More than four decades later, in our dispirited age of hashtags and ChatGPT, of Grindr’s inane inventories of kinks and hobbies and personality tags, the idea that new words can bring us to more nuanced understandings of how queers relate—or should relate—to one another is laughable. The cultural compulsion to devise new words, to create new categories of relation, might even serve to distract from worthwhile forms of ambiguity. Meanwhile, representations of queer people, coupled or uncoupled, pervade public life in a way formerly unimaginable, and intimacy has become our unthinking catch-all word for queer relationality. When it comes to contemporary photography, arts writers churn out article after article extolling the “intimate portraiture” of Elle Pérez, Clifford Prince King, Jess T. Dugan, Mark Armijo McKnight, and Jeanette Spicer. Guilty of this myself, I sometimes wonder if the unanimous embrace of “intimacy” is editorial laziness or proof that Kendrick’s assertion holds up—that “intimacy” has been emptied of meaning too.
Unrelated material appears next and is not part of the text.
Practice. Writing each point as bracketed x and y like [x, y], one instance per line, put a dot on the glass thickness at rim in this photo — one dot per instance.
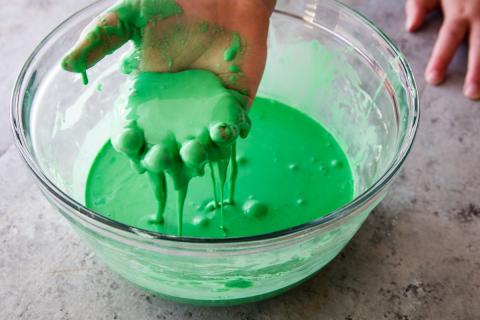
[16, 116]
But the most compelling works of queer portraiture can still usher us toward richer languages of relation.
As an assemblage of voices, pictures, theories, and affects, Lovers, in its heartfelt search for words, remains all the more captivating. To me, the work is a spiritual precursor to Relationship, a landmark photo series by Zackary Drucker and Rhys Ernst that debuted at the Whitney Biennial in 2014 and appeared as a photo book in 2016. Over a six-year span, the two artists—a trans woman and a trans man—chronicled the ups and downs of their relationship while transitioning themselves. (The couple broke up after the series’ completion in 2014.) As Drucker described the project, “Our bodies are a microcosm of the greater external world as it shifts to a more polymorphous spectrum of sexuality. We are all collectively morphing and transforming together, and this is just one story of an opposite-oriented transgender couple living in Los Angeles.” In many ways, their photographs visualized the notion of “t4t”—an abbreviation of “trans for trans” that originated in Craigslist personals—before this became a capacious rubric of love, sex, and care within trans communities in more recent years. Even when the right words have yet to be found, Lovers and Relationship reveal that images can still be sites for reimagining queer forms of love.